Clif Bar, however, isn’t a major corporation looking to up its adventure cred. The company has seen tremendous growth over the past few years and, as with a lot of the major energy food manufacturers, you can now buy its bars in 24-packs at Costco. But it remains a progressive business lauded for environmental stewardship and its treatment of employees. (The company has has appeared near the top of Outside’s Best Places to Work list several times.) Clif’s choice to walk away from popular if arguably reckless stars seems like an attempt to steer away from the thrill seeking endorsed by the Red Bulls of the world. “We’re drawing a line for ourselves,” the company wrote in its open letter to the climbing community. “We understand that this is a grey area, but we felt a need to start somewhere and start now.”
“I’ve spent time with these guys, including Gary,” says David Vinjamuri, an adjunct professor of marketing at New York University who wrote about Clif in his 2008 book, Accidental Branding: How Ordinary People Build Extraordinary Brands. “They’re not impulsive people. They’re very connected to this community and take it really, really seriously. My guess is they had a difficult conversation about whether the risks of cutting ties to part of the community outweighed the possibility that they were going to promote what they saw as a dangerous role model for average climbers.”

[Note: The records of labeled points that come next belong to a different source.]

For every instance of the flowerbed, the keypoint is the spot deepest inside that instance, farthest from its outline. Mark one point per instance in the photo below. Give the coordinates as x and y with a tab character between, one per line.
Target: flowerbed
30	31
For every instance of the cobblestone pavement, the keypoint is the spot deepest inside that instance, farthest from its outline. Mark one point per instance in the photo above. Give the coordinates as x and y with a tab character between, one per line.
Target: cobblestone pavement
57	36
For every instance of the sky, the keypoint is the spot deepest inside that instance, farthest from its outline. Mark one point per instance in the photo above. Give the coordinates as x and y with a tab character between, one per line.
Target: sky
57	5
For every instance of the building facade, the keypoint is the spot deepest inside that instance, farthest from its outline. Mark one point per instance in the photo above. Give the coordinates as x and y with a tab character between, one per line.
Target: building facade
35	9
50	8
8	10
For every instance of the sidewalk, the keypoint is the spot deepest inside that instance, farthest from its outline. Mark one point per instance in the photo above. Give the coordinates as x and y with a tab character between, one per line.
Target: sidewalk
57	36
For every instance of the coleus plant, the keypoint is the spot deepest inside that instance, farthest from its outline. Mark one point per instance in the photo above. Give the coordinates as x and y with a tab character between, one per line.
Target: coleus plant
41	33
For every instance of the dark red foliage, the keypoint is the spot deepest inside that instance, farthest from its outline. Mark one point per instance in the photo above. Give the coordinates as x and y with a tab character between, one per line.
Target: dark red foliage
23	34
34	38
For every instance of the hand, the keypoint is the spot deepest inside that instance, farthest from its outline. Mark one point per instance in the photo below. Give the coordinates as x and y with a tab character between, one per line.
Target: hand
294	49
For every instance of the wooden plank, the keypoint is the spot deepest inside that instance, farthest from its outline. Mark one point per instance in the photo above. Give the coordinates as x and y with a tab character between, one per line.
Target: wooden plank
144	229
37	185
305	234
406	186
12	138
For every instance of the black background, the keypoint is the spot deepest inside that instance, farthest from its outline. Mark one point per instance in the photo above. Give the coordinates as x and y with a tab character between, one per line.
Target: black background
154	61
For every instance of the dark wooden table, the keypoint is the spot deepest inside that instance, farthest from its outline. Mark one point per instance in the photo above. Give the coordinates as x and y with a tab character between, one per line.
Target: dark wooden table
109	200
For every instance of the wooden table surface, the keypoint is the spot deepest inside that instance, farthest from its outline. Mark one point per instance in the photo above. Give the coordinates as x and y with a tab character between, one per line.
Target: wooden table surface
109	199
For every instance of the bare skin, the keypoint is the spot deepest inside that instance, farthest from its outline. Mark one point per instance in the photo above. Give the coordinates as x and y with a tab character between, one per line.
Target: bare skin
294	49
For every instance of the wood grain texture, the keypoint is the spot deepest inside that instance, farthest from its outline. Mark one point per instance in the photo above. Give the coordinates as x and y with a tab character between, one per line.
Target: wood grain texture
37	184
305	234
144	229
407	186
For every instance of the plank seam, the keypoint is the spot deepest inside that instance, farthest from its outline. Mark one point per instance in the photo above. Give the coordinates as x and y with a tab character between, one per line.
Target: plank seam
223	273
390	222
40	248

Vinjamuri’s assessment made me think of a day in Yosemite this past summer, when I was reporting on Valley Uprising. A college-age fan of Honnold’s on crutches approached the climber at his van. The guy had a split lip that resembled a beaten plum. He’d recently fallen off one of Yosemite’s walls. “What was the first route you ever free soloed in Yosemite?” he asked. Honnold hemmed and hawed, didn’t share the route, and gave the kid some general encouragement, along with a selfie. It was kind of awkward, but Honnold did the right thing. All evidence suggested this kid was not a star free soloist in the making. I’ll bet he ate Clif Bars though.